In collaboration with the technical advisor, the producers will develop print articles for Modern Farmer, Capital Press, Agri Times, and similar print media targeting farmers. They will also develop a 30-minute spot for radio and social media on the web aimed at farmers and disseminate message to farmers. They will develop and place web ads for the media spot. They will open Twitter, Facebook, and other social media accounts to promote the results of the project and invite other producers to visit the demonstration site or view the web-based materials, including radio messages. By meeting other like-minded producers, either in person or online, farmers will be encouraged to try a demonstration-size test of biochar to amend their own fields.

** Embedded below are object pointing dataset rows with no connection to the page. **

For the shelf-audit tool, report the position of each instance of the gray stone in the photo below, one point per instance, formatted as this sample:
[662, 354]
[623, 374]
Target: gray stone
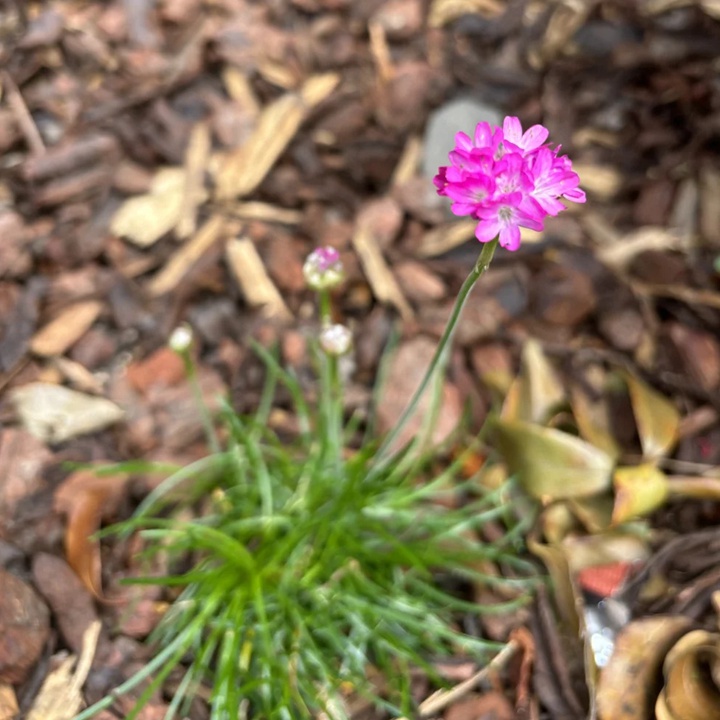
[459, 114]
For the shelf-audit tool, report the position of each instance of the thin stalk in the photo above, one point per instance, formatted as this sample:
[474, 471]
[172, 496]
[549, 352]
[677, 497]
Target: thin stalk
[191, 373]
[442, 350]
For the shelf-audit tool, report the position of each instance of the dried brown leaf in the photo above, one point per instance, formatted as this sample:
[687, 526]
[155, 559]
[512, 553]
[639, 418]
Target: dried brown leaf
[86, 499]
[627, 685]
[60, 696]
[690, 692]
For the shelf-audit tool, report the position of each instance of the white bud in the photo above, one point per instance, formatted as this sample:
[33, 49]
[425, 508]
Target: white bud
[335, 339]
[181, 339]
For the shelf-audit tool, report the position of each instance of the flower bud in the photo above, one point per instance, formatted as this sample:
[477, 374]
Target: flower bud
[323, 269]
[181, 339]
[335, 339]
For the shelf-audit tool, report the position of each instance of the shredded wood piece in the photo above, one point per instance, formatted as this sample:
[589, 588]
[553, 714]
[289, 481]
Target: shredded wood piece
[245, 168]
[265, 212]
[187, 256]
[255, 284]
[196, 161]
[22, 115]
[379, 275]
[66, 329]
[381, 53]
[619, 255]
[60, 697]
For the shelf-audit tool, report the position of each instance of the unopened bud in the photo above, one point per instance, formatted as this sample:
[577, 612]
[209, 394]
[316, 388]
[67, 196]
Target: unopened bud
[181, 339]
[335, 339]
[323, 268]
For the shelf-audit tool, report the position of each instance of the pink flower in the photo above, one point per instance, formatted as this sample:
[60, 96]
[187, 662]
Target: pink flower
[507, 179]
[323, 269]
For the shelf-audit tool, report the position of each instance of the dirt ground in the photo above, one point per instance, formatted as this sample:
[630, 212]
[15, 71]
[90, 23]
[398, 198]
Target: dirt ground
[169, 161]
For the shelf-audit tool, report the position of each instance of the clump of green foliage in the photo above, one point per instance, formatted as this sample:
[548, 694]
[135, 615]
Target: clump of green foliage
[311, 563]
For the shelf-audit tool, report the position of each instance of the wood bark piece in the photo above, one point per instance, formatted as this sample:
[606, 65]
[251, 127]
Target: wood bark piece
[196, 160]
[245, 168]
[187, 256]
[66, 329]
[379, 275]
[69, 157]
[60, 696]
[255, 284]
[144, 219]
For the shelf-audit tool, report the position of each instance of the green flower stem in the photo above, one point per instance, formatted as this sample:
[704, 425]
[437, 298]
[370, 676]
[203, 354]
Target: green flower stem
[441, 353]
[325, 307]
[191, 373]
[331, 398]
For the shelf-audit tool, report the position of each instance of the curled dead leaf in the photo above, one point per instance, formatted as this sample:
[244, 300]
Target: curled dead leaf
[657, 418]
[536, 391]
[690, 693]
[638, 491]
[551, 464]
[627, 687]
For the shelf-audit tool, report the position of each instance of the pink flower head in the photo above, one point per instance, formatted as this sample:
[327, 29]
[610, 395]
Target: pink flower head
[323, 268]
[507, 179]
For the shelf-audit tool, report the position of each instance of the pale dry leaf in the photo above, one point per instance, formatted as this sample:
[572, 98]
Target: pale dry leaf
[381, 279]
[380, 51]
[619, 255]
[446, 237]
[66, 329]
[60, 696]
[278, 74]
[443, 12]
[266, 213]
[182, 261]
[54, 414]
[196, 161]
[77, 375]
[144, 219]
[245, 168]
[249, 272]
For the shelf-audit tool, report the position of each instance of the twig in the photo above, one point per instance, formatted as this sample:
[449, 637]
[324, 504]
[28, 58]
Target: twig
[441, 699]
[22, 115]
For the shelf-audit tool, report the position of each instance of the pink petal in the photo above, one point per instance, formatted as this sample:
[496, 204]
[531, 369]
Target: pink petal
[487, 230]
[510, 237]
[512, 130]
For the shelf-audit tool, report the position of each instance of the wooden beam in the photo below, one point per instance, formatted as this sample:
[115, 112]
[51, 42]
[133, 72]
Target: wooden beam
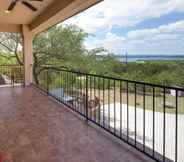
[58, 12]
[10, 28]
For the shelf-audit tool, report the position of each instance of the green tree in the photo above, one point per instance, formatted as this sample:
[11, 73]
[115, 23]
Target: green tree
[11, 47]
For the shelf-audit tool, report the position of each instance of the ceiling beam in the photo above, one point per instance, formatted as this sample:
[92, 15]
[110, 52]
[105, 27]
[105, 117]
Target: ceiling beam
[10, 28]
[58, 12]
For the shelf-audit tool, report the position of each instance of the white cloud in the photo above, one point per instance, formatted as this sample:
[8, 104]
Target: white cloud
[164, 39]
[124, 13]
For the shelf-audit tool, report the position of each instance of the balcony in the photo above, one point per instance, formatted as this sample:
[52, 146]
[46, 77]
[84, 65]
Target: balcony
[72, 116]
[34, 127]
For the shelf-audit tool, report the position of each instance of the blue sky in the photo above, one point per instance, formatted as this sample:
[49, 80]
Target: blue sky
[136, 26]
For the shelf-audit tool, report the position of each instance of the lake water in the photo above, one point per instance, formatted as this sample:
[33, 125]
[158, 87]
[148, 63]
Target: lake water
[133, 58]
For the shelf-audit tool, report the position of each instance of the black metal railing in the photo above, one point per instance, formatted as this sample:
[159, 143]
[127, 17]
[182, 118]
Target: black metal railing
[147, 116]
[11, 75]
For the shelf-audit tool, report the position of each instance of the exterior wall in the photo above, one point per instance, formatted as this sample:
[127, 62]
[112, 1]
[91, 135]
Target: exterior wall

The educational materials that the producers and the technical advisor will produce and distribute during year 3 of the project include a 30-second radio spot to spread the word on biochar to other producers and researchers; a 30-minute radio interview to spread the word on biochar to other producers and researchers; a one-page summary about the results on use of biochar for other producers and researchers, available online: hand-out materials for each of the two Field Days that will be implemented.
Application of the char - The type of char and how it comes to you determines your application needs. Our char came to us in 2 cubic yard "totes", most of which were screwed to pallets to facilitate loading and unloading. We had to rent an all-terrain fork lift to unload them from the semi-truck flat bed trailer, on which they were stacked 2-high.
All had lifting handles on each corner. We rented a dry fertilizer spreader and borrowed a friend's derrick truck. We were able to lift a few of the totes with the derrick truck for emptying into the fertilizer spreader, but most of them were too rotted from UV exposure and the lifting handles broke. So, we rented the all-terrain forklift AGAIN and while Gary held the tote over the fertilizer spreader, Virginia sliced it open and emptied it into the spreader. Our char particles were rice grain sized and there were a lot of fines and dust, so just emptying the totes into the spreader created a large black cloud.
The spreader we used had rotating arms which distributed the char. The drive mechanism was controlled by the axle speed of the spreader, which was towed behind our 3/4 ton pickup. A speed of 5mph minimized the black cloud created as the char was distributed.
This application method is slow, and does not get the char into the soil. However, a fellow farmer used his turbo-disc to subsequently mix the char into the top 3-5" of the soil.
We are working on an applicator that will put the char INTO the soil at the appropriate depth, thus minimizing loss of fines, wind restrictions and obviating the need for tilling.
Tyvex suits, vinyl gloves and GOOD face masks were essential.
CAUTION: DO NOT ATTEMPT ON A DAY WHEN WINDS ARE OVER 4 MPH. DO NOT WORK DOWNWIND FROM RESIDENTIAL AREAS!
Some totes were not screwed to pallets. These we dragged into position with our pickup, and hand spread. This actually worked quite well and black dust clouds were minimized.